Semiquantitative analysis of tissue sections was performed by counting AP-2α- and caspase-cleaved PARP-positive and -negative cells/nuclei in right ventricular tissue sections of three human failing hearts (IDC) and three NF control hearts. Frozen sections (5 μM) were blocked with 1% BSA for 1 h, before the anti-AP-2α antibody (10 μg/ml) was added to the slides at room temperature. After 1 h of incubation and repeated washings in PBS, the secondary DTAF-conjugated goat anti-rabbit antibody (Jackson ImmunoResearch Laboratories, West Grove, PA, USA; 1 : 200) was added for 30 min.

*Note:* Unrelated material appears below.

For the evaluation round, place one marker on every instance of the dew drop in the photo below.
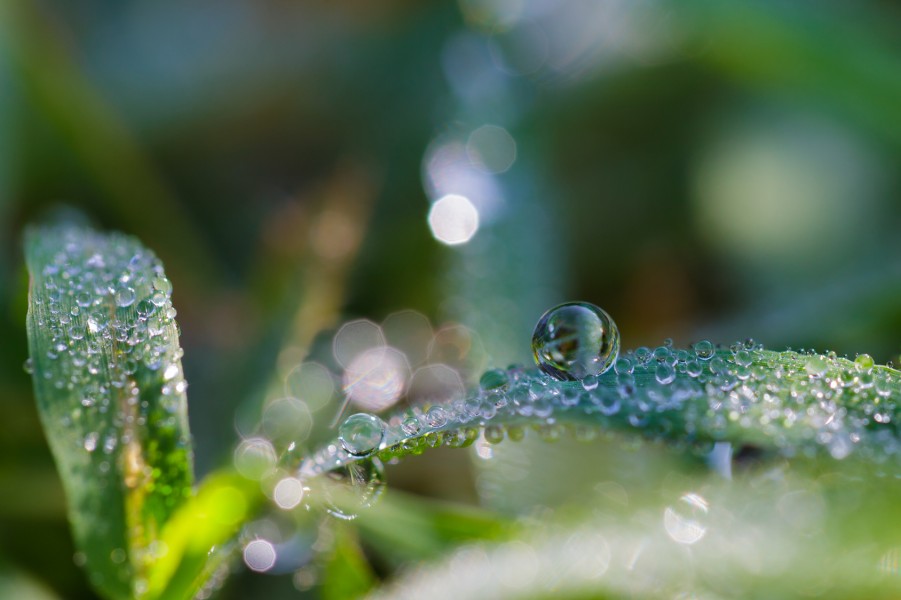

Sections were washed again in PBS and then incubated with a monoclonal antibody against the caspase-cleaved form of PARP (0.2 μg/ml) for 1 h. The antibody was kindly provided by M Brockhaus, Roche Diagnostics, Basel, Switzerland and generated by immunization of mice with a synthetic peptide surrounding the PARP caspase cleavage site DEVD214. The antibody was specific for a caspase-generated neoepitope of the p25 fragment of PARP, but did not recognize the full-length protein.45 After washing in PBS, the secondary Cy3-conjugated goat anti-mouse antibody (Jackson ImmunoResearch Laboratories; 1 : 300) was added to the slides for 30 min. Controls were performed with isotype-matched control antibodies. Finally, the slides were washed again, stained with DAPI and mounted in Vectashield Fluorescence Mounting Medium (Linaris, Wertheim-Bettingen, Germany). Positive and negative cells/nuclei in three to five randomly chosen microscopic fields per section of a 400-fold magnification were counted.

Statistical analysis

Data are presented as mean±S.E.M., statistical significance was tested by Student's t-test for unpaired observations with P<0.05 considered significant.